Morri 6 meses atrás, numa terça feira, às 18h49, na cama de um hospital. Os detalhes que levaram à minha morte não interessam, até porque não me lembro deles com clareza (é impressionante como os sentidos se confundem nos momentos que levam ao fim da vida).
Encontro-me agora no eterno tédio da pós-morte e resta-me (aos ares de Cubas) apenas relembrar os meus tempos em vida. Me alivia, portanto, que não sejam muito complexos.
Acordava todo dia por volta das 6h00 e tomava café da manhã com minha esposa.
Às 8h00, chegava ao escritório, onde todos começavam a trabalhar.
Às 8h40, chegava o chefe, estressado, sempre.
Às 9h30, me encontrava com a Renata para um cafezinho. Ela me contava, entusiasmada, dos seus sonhos e projetos.
Às 12h30, saía para o almoço com o Jorge, e ele me reclamava dos problemas de família.
Às 14h00, o Marcelo costumava ligar, deprimido com sua vida amorosa.
Às 17h00, saía do escritório, ia para o bar com a Vitória e, entre cervejas, desabafávamos sobre nossas vidas.
Às 20h00, voltava para casa, reencontrava a família e assistíamos, juntos, a algum filme europeu desses meio cults.
Morri 6 meses atrás, numa terça feira, às 18h49 na cama de um hospital. Minha vida foi participar da vida dos outros.
Uma semana depois, foi meu funeral. Alguns compareceram, vários, até. Uma cerimônia bem padrão, com direito a todas as lágrimas que se esperam de um funeral comum. E durante algumas semanas (talvez até um mês), as pessoas lamentavam, de vez em quando, no meio do dia, a minha morte.
Resta-me agora olhá-las em morte. No nada da morte, só sobra observar os vivos. Peço perdão pela redundância com que seguirá o texto, caro leitor, mas, morto, perde-se a variabilidade da vida.

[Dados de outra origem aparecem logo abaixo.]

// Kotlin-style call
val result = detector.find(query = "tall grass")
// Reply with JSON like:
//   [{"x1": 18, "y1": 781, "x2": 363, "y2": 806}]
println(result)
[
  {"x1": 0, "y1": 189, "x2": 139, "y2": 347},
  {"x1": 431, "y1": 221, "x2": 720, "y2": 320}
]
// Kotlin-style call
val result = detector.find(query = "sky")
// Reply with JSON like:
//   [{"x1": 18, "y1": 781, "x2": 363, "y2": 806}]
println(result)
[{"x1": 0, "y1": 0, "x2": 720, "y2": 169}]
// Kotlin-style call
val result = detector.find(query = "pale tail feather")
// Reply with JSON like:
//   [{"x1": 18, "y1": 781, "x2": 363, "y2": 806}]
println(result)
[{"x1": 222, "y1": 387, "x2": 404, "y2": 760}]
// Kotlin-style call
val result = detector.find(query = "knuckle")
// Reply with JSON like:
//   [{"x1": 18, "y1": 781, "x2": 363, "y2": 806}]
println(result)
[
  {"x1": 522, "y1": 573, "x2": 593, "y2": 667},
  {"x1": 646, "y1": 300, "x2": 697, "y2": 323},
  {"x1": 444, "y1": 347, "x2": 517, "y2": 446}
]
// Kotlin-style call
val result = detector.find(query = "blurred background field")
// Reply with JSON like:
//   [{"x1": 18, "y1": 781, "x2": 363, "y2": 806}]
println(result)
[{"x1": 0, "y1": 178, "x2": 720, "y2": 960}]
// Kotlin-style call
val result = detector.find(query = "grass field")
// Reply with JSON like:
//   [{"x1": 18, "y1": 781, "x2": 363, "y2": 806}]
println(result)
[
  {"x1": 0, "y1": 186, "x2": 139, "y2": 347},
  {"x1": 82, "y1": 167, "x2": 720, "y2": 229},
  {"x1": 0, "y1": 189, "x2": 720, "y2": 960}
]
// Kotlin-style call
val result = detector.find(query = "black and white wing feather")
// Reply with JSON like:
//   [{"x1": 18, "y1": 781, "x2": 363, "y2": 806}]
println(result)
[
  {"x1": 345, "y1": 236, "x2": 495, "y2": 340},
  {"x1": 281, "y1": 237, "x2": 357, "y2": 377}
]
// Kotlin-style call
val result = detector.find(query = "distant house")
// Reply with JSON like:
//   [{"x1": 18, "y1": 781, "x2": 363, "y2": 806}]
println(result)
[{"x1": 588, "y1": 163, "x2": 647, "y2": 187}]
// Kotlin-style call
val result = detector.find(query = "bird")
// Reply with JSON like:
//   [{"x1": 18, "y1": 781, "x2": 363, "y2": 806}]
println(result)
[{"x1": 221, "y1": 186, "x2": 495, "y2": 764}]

Todo dia, por volta das 6h00, minha esposa acorda e toma café da manhã.
Às 8h00, no escritório, todos começam a trabalhar.
Às 8h40, chega o chefe, estressado, sempre.
Às 9h30, a Renata toma um cafezinho. Ela conta para alguém dos seus sonhos e projetos.
Às 12h30, o Jorge almoça, reclamando dos problemas de família.
Às 14h00, o Marcelo liga para um amigo, deprimido com sua vida amorosa.
Às 17h00, a Vitória vai para o bar e, entre cervejas, desabafa sobre sua vida.
Às 20h00, na minha antiga casa, minha família assiste a algum filme europeu desses meio cults.
Morri 6 meses atrás, numa terça feira, às 18h49 na cama de um hospital. Minha vida continua. Só não faço parte dela.